The single most common mistake is on Line 3: leaving out a year or being too vague. If the IRS later assesses a year you didn't list, your representative is locked out until you file an updated form.
How to file Form 2848, step by step
- Fill it out completely — both your signature and your representative's signature must be on it.
- Pick a submission method: fax or mail to the IRS CAF unit for your area (the addresses and fax numbers are in the official Instructions for Form 2848), use the IRS "Submit Forms 2848 and 8821 Online" tool, or have your representative upload it through their IRS Tax Pro Account.
- Choose speed when a deadline is near. Fax and online submissions generally process in about a week; mail can take several weeks.
- Confirm it posted. Your representative can check the IRS Centralized Authorization File (CAF) to confirm the authorization is active before they call on your behalf.
- Keep a copy. Save the signed form and any fax confirmation. You'll need it if you ever revoke the authorization.
Want an experienced tax professional in your corner?
Filing Form 2848 is the first step to handing a stressful IRS problem to someone who deals with the agency every day. Send us your notice and we'll review where you stand — free, confidential, and no pressure.
Form 2848 questions, answered
What does Form 2848 actually let someone do?
Form 2848 lets the person you name represent you before the IRS — talk to agents, receive your notices, get your transcripts, and argue your case on the specific tax matters and years you list. It does not let them sign your tax return or spend your money unless you grant those narrow powers in writing.
Who can I name on Form 2848?
Only certain people can represent you before the IRS: enrolled agents, CPAs, and attorneys are the main ones, plus a few limited categories like enrolled actuaries. A friend or family member generally cannot be your representative on Form 2848. If you only want someone to receive your information, Form 8821 may be the better fit.
How long does Form 2848 stay in effect?
A Form 2848 stays active until you revoke it, your representative withdraws, or you file a newer Form 2848 that replaces it for the same matters. It does not expire on its own. To end it, write "REVOKE" across a copy, sign and date it, and mail or fax it to the IRS.
How do I file Form 2848 with the IRS?
You can mail or fax the signed form to the IRS CAF unit for your area, submit it online through the IRS "Submit Forms 2848 and 8821 Online" tool, or your representative can upload it through their Tax Pro Account. Fax and online submissions usually process faster than mail.

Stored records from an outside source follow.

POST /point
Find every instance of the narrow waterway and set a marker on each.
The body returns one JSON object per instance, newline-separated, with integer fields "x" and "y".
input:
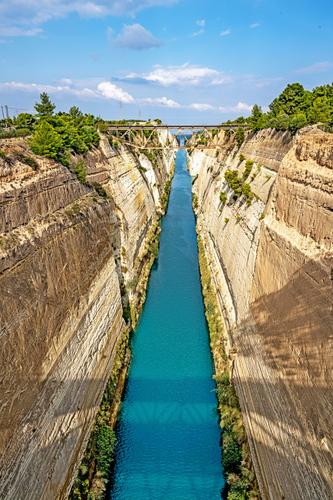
{"x": 168, "y": 432}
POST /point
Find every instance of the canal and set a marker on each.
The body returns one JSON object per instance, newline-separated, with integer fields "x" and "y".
{"x": 168, "y": 432}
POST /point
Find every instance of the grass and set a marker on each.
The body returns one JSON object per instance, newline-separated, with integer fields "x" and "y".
{"x": 93, "y": 473}
{"x": 240, "y": 478}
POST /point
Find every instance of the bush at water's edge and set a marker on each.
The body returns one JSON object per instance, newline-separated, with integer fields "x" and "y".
{"x": 94, "y": 471}
{"x": 240, "y": 478}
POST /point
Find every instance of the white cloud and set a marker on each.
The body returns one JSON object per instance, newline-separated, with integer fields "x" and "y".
{"x": 225, "y": 32}
{"x": 202, "y": 24}
{"x": 111, "y": 91}
{"x": 136, "y": 37}
{"x": 197, "y": 106}
{"x": 161, "y": 101}
{"x": 11, "y": 31}
{"x": 103, "y": 90}
{"x": 240, "y": 107}
{"x": 186, "y": 75}
{"x": 318, "y": 67}
{"x": 24, "y": 16}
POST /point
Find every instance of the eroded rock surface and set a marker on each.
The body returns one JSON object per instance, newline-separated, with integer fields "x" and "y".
{"x": 272, "y": 264}
{"x": 67, "y": 255}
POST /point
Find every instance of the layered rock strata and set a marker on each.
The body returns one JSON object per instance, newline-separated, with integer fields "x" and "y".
{"x": 272, "y": 265}
{"x": 67, "y": 254}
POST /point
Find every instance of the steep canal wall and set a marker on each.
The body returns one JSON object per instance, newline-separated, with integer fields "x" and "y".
{"x": 168, "y": 432}
{"x": 73, "y": 256}
{"x": 265, "y": 219}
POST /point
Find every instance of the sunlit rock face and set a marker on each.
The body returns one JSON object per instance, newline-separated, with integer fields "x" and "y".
{"x": 272, "y": 264}
{"x": 66, "y": 255}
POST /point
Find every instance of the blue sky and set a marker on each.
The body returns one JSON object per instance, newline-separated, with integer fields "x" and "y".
{"x": 180, "y": 60}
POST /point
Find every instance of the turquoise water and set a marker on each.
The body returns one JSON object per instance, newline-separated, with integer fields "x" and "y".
{"x": 168, "y": 432}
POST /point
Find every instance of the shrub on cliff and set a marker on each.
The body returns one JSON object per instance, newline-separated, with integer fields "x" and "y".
{"x": 45, "y": 107}
{"x": 46, "y": 141}
{"x": 293, "y": 109}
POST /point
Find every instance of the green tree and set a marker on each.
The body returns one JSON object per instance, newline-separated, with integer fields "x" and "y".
{"x": 25, "y": 120}
{"x": 46, "y": 141}
{"x": 256, "y": 118}
{"x": 45, "y": 107}
{"x": 292, "y": 100}
{"x": 321, "y": 110}
{"x": 296, "y": 122}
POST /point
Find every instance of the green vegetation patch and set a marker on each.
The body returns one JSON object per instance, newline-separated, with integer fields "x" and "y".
{"x": 93, "y": 473}
{"x": 293, "y": 109}
{"x": 238, "y": 469}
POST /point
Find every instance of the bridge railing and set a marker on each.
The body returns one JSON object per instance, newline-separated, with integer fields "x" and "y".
{"x": 143, "y": 136}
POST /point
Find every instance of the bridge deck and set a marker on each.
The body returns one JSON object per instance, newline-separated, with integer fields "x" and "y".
{"x": 172, "y": 127}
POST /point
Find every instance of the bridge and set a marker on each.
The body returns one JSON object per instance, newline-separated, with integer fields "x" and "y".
{"x": 143, "y": 136}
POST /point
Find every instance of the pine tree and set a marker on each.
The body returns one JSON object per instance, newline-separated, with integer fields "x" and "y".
{"x": 45, "y": 107}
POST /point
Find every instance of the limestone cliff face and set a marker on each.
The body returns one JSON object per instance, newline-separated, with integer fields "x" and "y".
{"x": 272, "y": 264}
{"x": 66, "y": 256}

What's the difference between Form 2848 and Form 8821?
Form 2848 grants representation — the person can speak and act for you before the IRS. Form 8821 only grants access to your tax information; it does not let anyone argue your case. Choose 2848 when you need someone to handle a dispute, audit, or collection matter on your behalf.
This guide is general information, not tax or legal advice for your specific situation. Eligibility for IRS programs depends on individual facts and circumstances; no outcome is guaranteed.